State v. Doyal

Decision Date05 July 1955
Docket NumberNo. 5831,5831
Citation286 P.2d 306,1955 NMSC 60,59 N.M. 454
PartiesSTATE of New Mexico, Plaintiff-Appellee, v. Bob C. DOYAL, Defendant-Appellant.
CourtNew Mexico Supreme Court

Ward & Carrell, Lovington, (Melvin Neal, Hobbs, G. T. Hanners, Lovington, and M. E. Noble, Las Vegas, on rehearing only), for appellant.

Richard H. Robinson, Atty. Gen., Fred M. Standley, W. R. Kegel, Asst. Attys. Gen., for appellee.

SADLER, Justice.

The question for decision is whether a district judge committed reversible error in holding for trial in the district court a minor defendant a few months past 15 years of age, charged with two murders committed at 14 1/2 years of age, as against remanding the cases (consolidated for trial in the district court), to the juvenile court for disposition by the judge of the latter court.

The parents of the youth had been divorced when he was about one year of age. He remained in the custody of his mother in Oklahoma until about nine (9) months before the homicides, though paying occasional visits to his father in New Mexico. The mother had become converted to the Pentecostal religious sect some two years before the youth ran away from his mother and came to New Mexico to live with his father. It should be added that following the divorce of defendant's parents, his father married the sister of his former wife, mother of defendant. All three of the adults, the father, mother and step-mother had become adherents or devotees of the Pentecostal faith, sometimes known as 'Holy Rollers.' It was said to be a tenet of their religion to frown upon, as sinful, all forms of recreation and worldly pleasures; indeed, as worldly, the doing of anything except earning a living and working in the church.

Thus it was that the step-mother, and his mother as well when the youth resided with her, regarded as sinful the normal recreations of the boy such as reading westerns or novels, listening to the radio, going to picture shows, swimming or even the drinking of a coke. Accordingly, the step-mother was constantly nagging the defendant to read the bible and to get down on his knees and pray. It was her hope and aim to convert him to the Pentecostal faith with all its emotionalism.

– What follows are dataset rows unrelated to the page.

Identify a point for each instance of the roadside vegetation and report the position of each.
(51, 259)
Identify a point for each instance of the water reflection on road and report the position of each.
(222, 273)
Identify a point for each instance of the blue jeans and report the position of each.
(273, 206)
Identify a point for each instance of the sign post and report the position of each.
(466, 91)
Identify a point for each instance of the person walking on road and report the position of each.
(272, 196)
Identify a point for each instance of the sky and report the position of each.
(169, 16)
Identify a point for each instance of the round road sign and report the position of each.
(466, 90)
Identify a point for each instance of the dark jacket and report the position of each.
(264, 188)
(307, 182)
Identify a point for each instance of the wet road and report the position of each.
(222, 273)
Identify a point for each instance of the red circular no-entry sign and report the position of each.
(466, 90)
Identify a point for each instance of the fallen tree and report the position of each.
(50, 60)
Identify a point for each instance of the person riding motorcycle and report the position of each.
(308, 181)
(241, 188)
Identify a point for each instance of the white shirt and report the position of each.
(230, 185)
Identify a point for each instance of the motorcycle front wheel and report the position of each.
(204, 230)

With this as a background, on the afternoon of May 19, 1953, the young boy, who lived on a farm nine miles from Lovington, was late in getting home by reason of a little party arranged by the school bus driver for the children riding the bus, as a sort of farewell, incident to the closing of school. When the defendant got home, an argument ensued. The step-mother insisted that the youth get down on his knees and pray. When he refused she became very angry and left the house. While she was absent from the house the defendant, fearing he would be sent back to his mother in Oklahoma and being no longer able to stand the environment, decided to carry out a preconceived plan to run away from home. He loaded a rifle and when Mrs. Doyal, the step-mother, returned he forced her, at gunpoint, to write three checks in the sum of $10.00, each, and deliver them to him.

Following this he compelled Mrs. Doyal and his little half-sister, Beverly, to go to the granary. It was his plan to lock them in the granary while he made good his escape. Arriving at the granary, Mrs. Doyal suddenly turned toward him, and in a state of panic he fired the rifle indiscriminately at both Mrs. Doyal and the little half-sister, Beverly, killing them both. The step-mother was shot three times and the little girl two or three times. Both died instantly.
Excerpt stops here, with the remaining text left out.